日本庭園をゆっくり楽しめるように全面にガラス窓が大きく張られた店内。フローリングの床に高い天井から規則正しくテーブルを照らすスポットライト。 実に落ち着いて清々しくモダン。
うしろにある階段を数段上がると白い蔵のなかに入れるようになっていて、そこにも席がつくられています。
黒、こげ茶、濃い緑、そして白。 目に入るのがこんな色調なので、今日も暑い日でしたが、席に座るとすっと落ち着きました。
水なす、胡麻豆腐をはじめとしたおつまみをあれこれと、おなかのすいていた私は釜揚げうどんもいっしょにオーダー。

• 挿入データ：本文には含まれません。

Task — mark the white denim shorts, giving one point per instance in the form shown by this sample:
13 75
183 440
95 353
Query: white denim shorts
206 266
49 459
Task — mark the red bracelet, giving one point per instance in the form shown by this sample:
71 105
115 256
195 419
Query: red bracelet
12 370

おつまみをおいしく味わっていると大きな備前焼のつぼが運ばれてきました。なかにはおうどんのための熱々のお出汁が入っていて、かなりの重さ。
お店のかたに都度ついでいただきながらゆっくりいただきました。
おつまみにしろお酒のコレクションもなかなかのもので、店主に味を尋ねながら選ぶ呑兵衛のBobも楽しそう。
あとから入ってくるお客層もみな年齢が似通っているせいか、静かに落ち着いて楽しめるお店です。
庭園を望む席は大きな一枚板のテーブルなので、しばらくして目の前にわたしたちよりちょっと上くらいのお年のおじさまと20代後半くらいの女の子が来て、お酒と渋いおつまみでずっとふたり静かに語らっていました。
でも、いわゆる世間的にマズイ関係ではなく、きっと作家先生と出版社の担当の編集者さんだろうな~と自然に思えたのは、お互いにシステム手帳を傍らにおいていたせいか湯島・根津・千駄木のこの土地柄のせいでしょうか・・・。
・・・って、いやはや余計なお世話ってヤツですネ。